For many of us, sitting through high school and college math courses, such as calculus,
spurred a common question: "When am I ever going to use this in real life?" But for those of
us that found our way to the information security world, the answer to that question is "now."

It's time for organizations across industries to take a page from the financial services book
and use math and data science to assess the probabilities of a breach. Specifically, security
teams can leverage time series data to build mathematical models that describe user behavior,
and then look for anomalies and assign a probability that something is wrong.

Here are some of the elements and basic concepts of math and data science that organizations
can use to improve their breach detection:

 Derivatives. The word "derivative" may sound fancy, but it essentially means the rate
of change with respect to time. For our purposes, a sudden increase in the number of
authentication failures per unit time (per hour, per day, and so on) is a derivative
worth watching. For example, if authentication failures jump from five or ten per day
to 100 or more, it's a sign that a breach is being attempted (best case) or has already
happened (worst case). Here you want to look at the derivative of a function rather
than the quantity.

 Mathematical models. Another concept that's useful in our field is building

mathematical models of asset behavior. For example, think of a software-as-a-service
product or platform as an asset. How can we provide a baseline norm that can then be
used to spot anomalies? You might model GitHub if you use it as a code repository by
monitoring metrics over time for some set of critical operations, such as "clone,"
"merge," "delete," "add user," or "generate access token."
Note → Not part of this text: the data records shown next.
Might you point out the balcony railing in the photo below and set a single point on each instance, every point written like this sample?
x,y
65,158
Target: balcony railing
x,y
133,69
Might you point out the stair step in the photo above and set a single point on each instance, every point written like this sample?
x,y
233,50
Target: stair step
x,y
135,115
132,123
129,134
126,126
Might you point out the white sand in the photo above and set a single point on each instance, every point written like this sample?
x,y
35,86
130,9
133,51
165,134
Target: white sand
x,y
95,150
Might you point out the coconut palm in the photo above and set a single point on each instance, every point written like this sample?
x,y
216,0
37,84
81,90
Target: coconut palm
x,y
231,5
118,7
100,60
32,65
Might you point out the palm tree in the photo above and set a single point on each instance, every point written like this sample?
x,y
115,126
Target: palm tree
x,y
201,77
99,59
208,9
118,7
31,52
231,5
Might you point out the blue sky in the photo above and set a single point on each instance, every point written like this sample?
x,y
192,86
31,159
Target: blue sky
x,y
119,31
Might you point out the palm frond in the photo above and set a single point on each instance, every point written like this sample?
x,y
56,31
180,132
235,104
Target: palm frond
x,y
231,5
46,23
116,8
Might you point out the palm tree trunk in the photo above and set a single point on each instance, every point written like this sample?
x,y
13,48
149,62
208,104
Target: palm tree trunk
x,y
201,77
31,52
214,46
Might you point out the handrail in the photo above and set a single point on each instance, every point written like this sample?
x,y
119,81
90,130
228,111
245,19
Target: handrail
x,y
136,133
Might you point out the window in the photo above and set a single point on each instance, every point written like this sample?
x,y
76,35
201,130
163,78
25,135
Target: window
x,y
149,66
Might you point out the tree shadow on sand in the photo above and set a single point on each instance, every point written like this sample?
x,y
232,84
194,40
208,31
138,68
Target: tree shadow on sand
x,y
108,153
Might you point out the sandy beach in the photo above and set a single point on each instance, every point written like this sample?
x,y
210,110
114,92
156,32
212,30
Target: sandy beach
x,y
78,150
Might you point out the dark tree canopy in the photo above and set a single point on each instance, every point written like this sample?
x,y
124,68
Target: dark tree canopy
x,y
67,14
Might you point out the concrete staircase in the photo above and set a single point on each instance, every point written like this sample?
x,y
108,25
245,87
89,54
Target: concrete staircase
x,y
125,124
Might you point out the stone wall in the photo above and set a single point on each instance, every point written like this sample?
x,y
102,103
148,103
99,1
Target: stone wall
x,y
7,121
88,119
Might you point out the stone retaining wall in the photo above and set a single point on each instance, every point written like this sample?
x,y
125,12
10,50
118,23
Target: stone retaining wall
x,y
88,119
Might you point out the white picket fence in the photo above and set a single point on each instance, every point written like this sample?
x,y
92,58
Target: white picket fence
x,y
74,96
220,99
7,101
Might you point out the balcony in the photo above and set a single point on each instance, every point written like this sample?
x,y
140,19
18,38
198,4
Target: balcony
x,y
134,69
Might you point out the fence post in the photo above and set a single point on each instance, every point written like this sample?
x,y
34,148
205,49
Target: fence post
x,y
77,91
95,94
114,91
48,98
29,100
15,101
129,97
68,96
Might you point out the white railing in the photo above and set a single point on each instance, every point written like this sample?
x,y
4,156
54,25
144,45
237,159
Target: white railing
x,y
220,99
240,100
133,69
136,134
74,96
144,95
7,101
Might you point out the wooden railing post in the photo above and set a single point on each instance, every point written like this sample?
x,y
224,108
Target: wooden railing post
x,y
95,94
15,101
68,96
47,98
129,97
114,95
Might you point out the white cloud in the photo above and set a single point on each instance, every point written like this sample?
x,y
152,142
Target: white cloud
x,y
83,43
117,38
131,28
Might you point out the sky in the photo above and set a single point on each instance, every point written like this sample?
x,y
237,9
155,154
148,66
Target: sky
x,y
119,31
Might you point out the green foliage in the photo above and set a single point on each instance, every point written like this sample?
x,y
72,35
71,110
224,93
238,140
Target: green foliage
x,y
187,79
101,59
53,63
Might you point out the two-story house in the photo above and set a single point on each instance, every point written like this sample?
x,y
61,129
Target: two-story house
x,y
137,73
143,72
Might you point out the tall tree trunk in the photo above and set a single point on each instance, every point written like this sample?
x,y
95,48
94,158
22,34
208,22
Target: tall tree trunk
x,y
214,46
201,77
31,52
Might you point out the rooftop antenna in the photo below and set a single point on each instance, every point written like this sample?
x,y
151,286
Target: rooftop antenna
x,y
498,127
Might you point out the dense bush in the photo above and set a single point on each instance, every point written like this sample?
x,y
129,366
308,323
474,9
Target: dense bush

 Cardinality. These examples can also include the notion of cardinality — the number
of elements of a set. This could be logins from known devices, in that we are looking
for a change in the quantity of specific critical operations to represent a possible
indicator of compromise. But in order to derive this, we first need to "learn" it. As a
basic example, say the number of devices used to log in from a CEO is almost always
three per day — one on their phone, one on their tablet, and another on their laptop. If
that number grows to four or five, it could be that the CEO started working on a new
device or two (still worth confirming). But if it jumps significantly, there is a high
probability of a breach.

Many organizations and security teams still do breach detection the old-fashioned way,
collecting and searching logs for patterns or regular expressions from any and everywhere,
but it's clearly not adequate. Again, logs are still useful for forensics. But to limit the window
of exposure and improve time-to-detection so that remediation activities can be initiated
sooner, combining time series data with math and data science principles is proving to be
extremely valuable.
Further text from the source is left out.